DiffuView: Multi-View Diffusion Pretraining for 3D Aware Robotic Manipulation
Abstract
Robotic manipulation from visual observations remains challenging due to the lack of 3D consistent representations that can generalize across diverse viewpoints and sensor configurations. Existing approaches often rely on masked autoencoders or neural scene representations, which fail to capture cross view correspondences. Crucially, while multi-view diffusion models have recently shown tremendous success in 3D aware generative synthesis, their powerful representations offer a promising direction for achieving viewpoint robust visuomotor control. In this paper, we introduce DiffuView, a novel framework that learns unified 3D aware representations through multi-view diffusion pretraining and deploys them for imitation learning. Specifically, DiffuView models the conditional generation of target views given source observations within a diffusion framework, enabling the network to implicitly recover scene geometry and enforce view consistency.

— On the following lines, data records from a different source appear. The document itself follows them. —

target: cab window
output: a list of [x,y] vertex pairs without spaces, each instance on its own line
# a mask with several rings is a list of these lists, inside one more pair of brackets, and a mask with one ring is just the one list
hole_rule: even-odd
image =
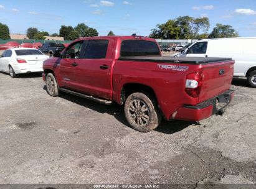
[[80,58],[80,52],[83,42],[83,40],[80,40],[69,46],[64,55],[64,57],[65,58]]
[[7,50],[4,50],[2,54],[1,55],[1,57],[6,57]]
[[7,51],[6,51],[6,55],[5,55],[5,57],[11,57],[11,56],[12,55],[12,51],[11,50],[7,50]]
[[207,42],[201,42],[194,44],[187,51],[187,53],[205,54],[207,47]]
[[89,40],[83,58],[86,59],[105,58],[108,50],[108,40]]

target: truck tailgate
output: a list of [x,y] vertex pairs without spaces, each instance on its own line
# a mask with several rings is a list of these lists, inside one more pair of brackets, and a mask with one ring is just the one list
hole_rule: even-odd
[[229,90],[234,74],[234,60],[202,65],[202,81],[199,103]]

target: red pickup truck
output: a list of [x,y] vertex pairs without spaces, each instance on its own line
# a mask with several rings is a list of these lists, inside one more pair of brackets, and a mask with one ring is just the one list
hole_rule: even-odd
[[154,39],[135,35],[93,37],[55,52],[42,77],[50,96],[116,102],[133,128],[148,132],[162,117],[197,121],[222,114],[234,95],[234,65],[231,58],[161,57]]

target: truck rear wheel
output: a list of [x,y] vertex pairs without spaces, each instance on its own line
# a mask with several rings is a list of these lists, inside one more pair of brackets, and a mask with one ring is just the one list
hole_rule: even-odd
[[156,99],[146,93],[135,93],[130,95],[124,109],[130,125],[140,132],[146,132],[156,129],[162,119]]
[[256,88],[256,70],[252,71],[248,75],[247,81],[251,86]]
[[57,96],[60,94],[56,79],[52,73],[47,75],[45,78],[46,90],[50,96]]

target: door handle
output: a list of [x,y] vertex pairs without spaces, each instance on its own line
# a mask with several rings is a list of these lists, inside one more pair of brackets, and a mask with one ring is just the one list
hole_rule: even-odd
[[219,75],[223,75],[225,73],[224,70],[219,70]]
[[102,70],[106,70],[108,68],[108,66],[105,64],[103,64],[100,66],[100,68]]
[[72,65],[73,67],[74,67],[78,65],[78,64],[77,64],[77,63],[75,63],[75,62],[72,63],[71,65]]

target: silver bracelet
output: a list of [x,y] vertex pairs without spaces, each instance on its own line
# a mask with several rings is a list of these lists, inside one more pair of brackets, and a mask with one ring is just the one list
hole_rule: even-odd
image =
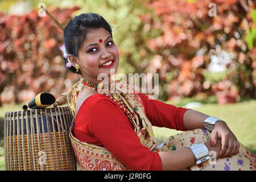
[[204,121],[204,128],[209,131],[212,132],[213,130],[215,123],[220,121],[223,121],[216,117],[209,116]]
[[208,148],[204,143],[195,144],[191,146],[188,146],[187,148],[189,148],[193,152],[193,154],[194,154],[196,164],[199,164],[210,158],[209,155]]

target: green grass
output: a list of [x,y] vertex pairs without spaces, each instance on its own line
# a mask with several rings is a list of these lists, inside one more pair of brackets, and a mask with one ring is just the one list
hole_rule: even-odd
[[[194,110],[225,121],[238,140],[256,155],[256,100],[223,106],[217,104],[203,104]],[[156,127],[153,127],[153,130],[158,142],[164,142],[170,136],[181,132]]]

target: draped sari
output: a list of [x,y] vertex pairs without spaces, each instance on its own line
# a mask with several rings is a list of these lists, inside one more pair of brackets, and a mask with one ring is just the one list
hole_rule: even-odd
[[[71,110],[75,113],[75,106],[83,80],[74,84],[63,94],[68,99]],[[158,144],[154,135],[152,125],[147,118],[144,106],[139,96],[133,87],[122,82],[115,81],[115,88],[130,112],[135,112],[135,118],[129,116],[134,127],[134,131],[141,143],[152,151],[167,151],[183,150],[187,146],[209,139],[210,133],[204,129],[189,130],[169,137],[163,143]],[[79,140],[72,130],[75,118],[69,130],[69,138],[75,152],[79,167],[84,170],[123,171],[130,170],[122,162],[118,161],[107,148]],[[185,170],[253,170],[256,169],[256,157],[240,143],[239,153],[230,158],[216,159],[213,155],[208,161],[195,164]]]

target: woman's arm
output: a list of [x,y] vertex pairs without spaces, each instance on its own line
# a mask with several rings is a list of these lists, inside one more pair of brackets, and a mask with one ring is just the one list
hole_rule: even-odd
[[[188,130],[204,128],[203,121],[208,117],[209,115],[205,114],[188,110],[183,115],[183,124]],[[218,121],[214,125],[210,134],[213,145],[216,144],[217,138],[221,139],[221,150],[219,154],[220,156],[236,155],[239,152],[239,142],[224,122]]]
[[[208,139],[204,144],[209,151],[214,151],[216,157],[218,158],[218,152],[221,148],[221,141],[217,140],[214,146],[212,146],[210,139]],[[196,163],[194,155],[189,148],[183,150],[159,152],[162,163],[163,171],[182,170]]]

The pretrained diffusion network is then utilized as a powerful visual backbone for an action policy, allowing robust control under varying viewpoints and visual conditions. We evaluate DiffuView on two challenging benchmarks, MetaWorld and Libero. Extensive experiments in both simulation and realworld scenarios demonstrate that DiffuView achieves superior generalization, improving success rates under viewpoint shifts by nearly 20\% compared with existing methods.